By  Ian Fogg Published  January 30, 2014

Previously, China-headquartered Lenovo purchased IBM's PC client business in 2005, and IBM's server business in January 2014. Now Lenovo has agreed terms to buy Motorola Mobility from Google for $2.91bn, including the Motorola brand, current devices such as the Moto X and G, and a future-product roadmap. Ian Fogg, director, Mobile and Telecoms, IHS Technology, gives the analyst company's take on what the deal will mean.

The deal with Lenovo confirms that Google's main interest in buying Motorola was its patent and IP portfolio because the company will retain the "vast majority" of patents as part of the deal. Lenovo will have a licence to all IP, plus will gain over 2,000 patent assets.

Google creates a much simplified business environment by divesting itself of Motorola Mobility. It removes the channel conflict with other Android smartphone makers because Google will no longer have its own competing smartphone hardware division.
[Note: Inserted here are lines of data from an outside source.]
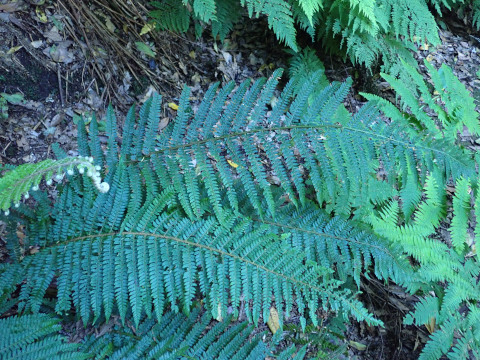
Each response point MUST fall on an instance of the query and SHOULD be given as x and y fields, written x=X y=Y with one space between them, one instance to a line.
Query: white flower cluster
x=84 y=164
x=92 y=172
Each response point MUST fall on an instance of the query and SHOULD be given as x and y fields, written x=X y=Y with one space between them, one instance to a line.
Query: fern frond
x=171 y=15
x=156 y=257
x=25 y=178
x=35 y=337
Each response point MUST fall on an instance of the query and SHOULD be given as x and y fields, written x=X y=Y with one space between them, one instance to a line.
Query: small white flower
x=104 y=187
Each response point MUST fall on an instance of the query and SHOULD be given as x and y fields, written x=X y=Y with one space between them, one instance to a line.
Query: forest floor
x=54 y=68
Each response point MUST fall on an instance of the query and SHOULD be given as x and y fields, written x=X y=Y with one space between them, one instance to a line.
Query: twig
x=60 y=89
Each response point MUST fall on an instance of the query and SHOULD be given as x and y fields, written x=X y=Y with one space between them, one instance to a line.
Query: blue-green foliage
x=248 y=204
x=35 y=337
x=365 y=31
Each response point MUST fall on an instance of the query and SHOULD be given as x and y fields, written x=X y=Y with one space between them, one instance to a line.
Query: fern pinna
x=227 y=205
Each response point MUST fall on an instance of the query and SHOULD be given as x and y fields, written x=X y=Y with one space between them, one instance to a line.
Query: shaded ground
x=63 y=71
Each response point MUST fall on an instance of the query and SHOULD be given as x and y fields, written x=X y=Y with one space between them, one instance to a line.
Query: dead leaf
x=357 y=345
x=431 y=325
x=14 y=49
x=147 y=28
x=232 y=164
x=41 y=15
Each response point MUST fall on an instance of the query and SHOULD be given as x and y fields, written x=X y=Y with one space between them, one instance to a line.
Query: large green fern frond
x=35 y=337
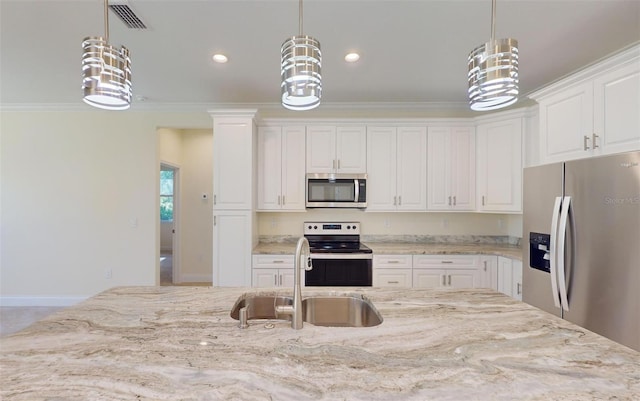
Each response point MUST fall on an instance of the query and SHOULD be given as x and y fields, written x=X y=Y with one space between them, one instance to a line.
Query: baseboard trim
x=40 y=301
x=196 y=278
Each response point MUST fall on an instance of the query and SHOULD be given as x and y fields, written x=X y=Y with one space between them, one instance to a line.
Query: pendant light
x=301 y=61
x=493 y=72
x=106 y=71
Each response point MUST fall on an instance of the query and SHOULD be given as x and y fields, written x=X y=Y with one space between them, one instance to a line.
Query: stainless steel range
x=338 y=257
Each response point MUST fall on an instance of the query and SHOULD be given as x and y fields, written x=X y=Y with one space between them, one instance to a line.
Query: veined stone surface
x=179 y=343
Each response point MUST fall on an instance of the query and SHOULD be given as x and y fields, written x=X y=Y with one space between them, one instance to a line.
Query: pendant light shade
x=300 y=71
x=493 y=72
x=106 y=72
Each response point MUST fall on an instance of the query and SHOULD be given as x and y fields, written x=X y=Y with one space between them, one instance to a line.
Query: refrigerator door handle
x=553 y=252
x=562 y=240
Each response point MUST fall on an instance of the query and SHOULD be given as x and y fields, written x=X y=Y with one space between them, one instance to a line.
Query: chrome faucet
x=301 y=260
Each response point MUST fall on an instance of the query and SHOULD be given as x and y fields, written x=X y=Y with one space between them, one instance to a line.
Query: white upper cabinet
x=234 y=151
x=332 y=149
x=592 y=113
x=499 y=166
x=397 y=168
x=281 y=168
x=451 y=168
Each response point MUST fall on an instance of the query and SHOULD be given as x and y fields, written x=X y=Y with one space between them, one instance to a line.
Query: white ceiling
x=412 y=52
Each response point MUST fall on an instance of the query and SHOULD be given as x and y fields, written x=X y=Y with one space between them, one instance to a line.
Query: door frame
x=175 y=241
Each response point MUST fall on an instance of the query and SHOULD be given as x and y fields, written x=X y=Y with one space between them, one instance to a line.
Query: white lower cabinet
x=489 y=272
x=450 y=271
x=392 y=271
x=510 y=277
x=272 y=271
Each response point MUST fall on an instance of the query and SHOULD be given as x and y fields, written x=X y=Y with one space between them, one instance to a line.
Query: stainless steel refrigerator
x=581 y=228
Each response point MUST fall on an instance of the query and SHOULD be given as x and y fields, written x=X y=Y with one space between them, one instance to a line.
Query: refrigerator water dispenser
x=539 y=251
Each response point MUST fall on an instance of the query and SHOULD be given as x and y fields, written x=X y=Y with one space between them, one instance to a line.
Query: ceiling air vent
x=126 y=14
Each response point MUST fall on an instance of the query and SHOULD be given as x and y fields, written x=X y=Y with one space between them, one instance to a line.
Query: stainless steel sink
x=351 y=310
x=340 y=311
x=260 y=306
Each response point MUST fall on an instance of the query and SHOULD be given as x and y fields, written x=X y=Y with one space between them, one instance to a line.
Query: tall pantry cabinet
x=234 y=175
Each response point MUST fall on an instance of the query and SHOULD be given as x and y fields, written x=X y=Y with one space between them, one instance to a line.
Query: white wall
x=79 y=198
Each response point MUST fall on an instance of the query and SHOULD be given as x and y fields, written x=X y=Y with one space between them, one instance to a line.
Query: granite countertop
x=179 y=343
x=416 y=248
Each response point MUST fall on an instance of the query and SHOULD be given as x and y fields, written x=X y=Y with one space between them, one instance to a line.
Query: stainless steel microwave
x=337 y=190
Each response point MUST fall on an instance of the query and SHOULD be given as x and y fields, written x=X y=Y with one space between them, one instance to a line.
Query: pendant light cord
x=493 y=20
x=300 y=17
x=106 y=20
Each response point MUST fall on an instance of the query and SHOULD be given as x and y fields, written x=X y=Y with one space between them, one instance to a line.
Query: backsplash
x=423 y=239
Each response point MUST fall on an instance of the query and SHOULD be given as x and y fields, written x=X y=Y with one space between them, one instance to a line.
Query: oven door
x=340 y=270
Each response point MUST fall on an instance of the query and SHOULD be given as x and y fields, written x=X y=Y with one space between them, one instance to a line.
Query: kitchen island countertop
x=179 y=343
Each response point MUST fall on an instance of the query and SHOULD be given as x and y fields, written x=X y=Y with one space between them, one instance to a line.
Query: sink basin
x=352 y=310
x=340 y=311
x=260 y=306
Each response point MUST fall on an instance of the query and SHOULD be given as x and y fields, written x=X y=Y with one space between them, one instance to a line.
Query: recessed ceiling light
x=220 y=58
x=351 y=57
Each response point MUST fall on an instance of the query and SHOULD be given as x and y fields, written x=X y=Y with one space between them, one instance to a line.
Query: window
x=166 y=195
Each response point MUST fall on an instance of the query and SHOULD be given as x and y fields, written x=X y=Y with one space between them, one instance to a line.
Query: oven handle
x=334 y=256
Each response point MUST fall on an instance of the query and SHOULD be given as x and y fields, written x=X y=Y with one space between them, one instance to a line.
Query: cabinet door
x=411 y=182
x=233 y=155
x=392 y=277
x=270 y=159
x=489 y=272
x=293 y=168
x=505 y=276
x=463 y=170
x=616 y=105
x=438 y=170
x=499 y=166
x=517 y=280
x=286 y=278
x=429 y=278
x=463 y=278
x=351 y=150
x=232 y=244
x=265 y=278
x=566 y=124
x=381 y=168
x=321 y=149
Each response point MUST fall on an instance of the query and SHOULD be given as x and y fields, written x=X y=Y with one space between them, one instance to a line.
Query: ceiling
x=412 y=52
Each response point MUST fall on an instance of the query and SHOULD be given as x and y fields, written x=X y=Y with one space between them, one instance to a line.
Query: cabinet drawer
x=272 y=261
x=392 y=277
x=392 y=261
x=445 y=261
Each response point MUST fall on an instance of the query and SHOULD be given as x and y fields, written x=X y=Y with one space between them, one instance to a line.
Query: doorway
x=169 y=216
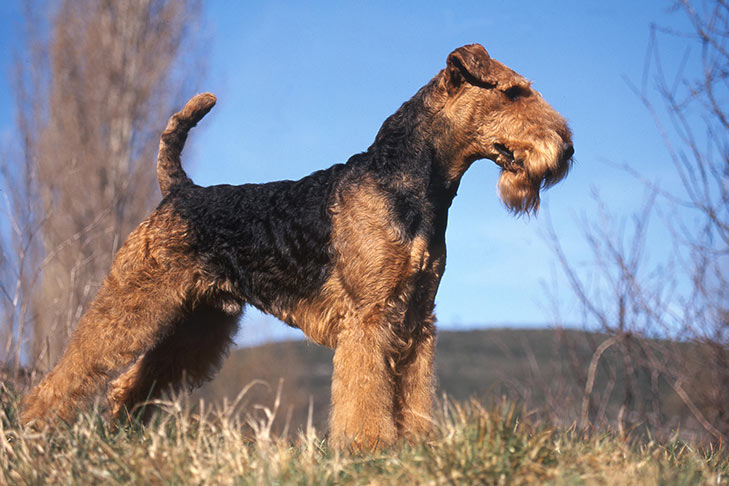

Like Apple, Nokia, and Palm before it, Google has failed to balance the competing business demands of distributing operating systems while also making hardware. Where those companies chose to downplay their OS licensing business in favour of their own hardware play, Google did the opposite and sacrificed Motorola.

Lenovo benefits in four key areas through the acquisition:

1. Entry to the US mobile market

Motorola remains a strong player in the US with relationships with the main carriers. By contrast, Lenovo has mainly operated in uncontrolled mobile markets where its products have been distributed in retail. Lenovo gains greater understanding of how to work with the mobile operator channel.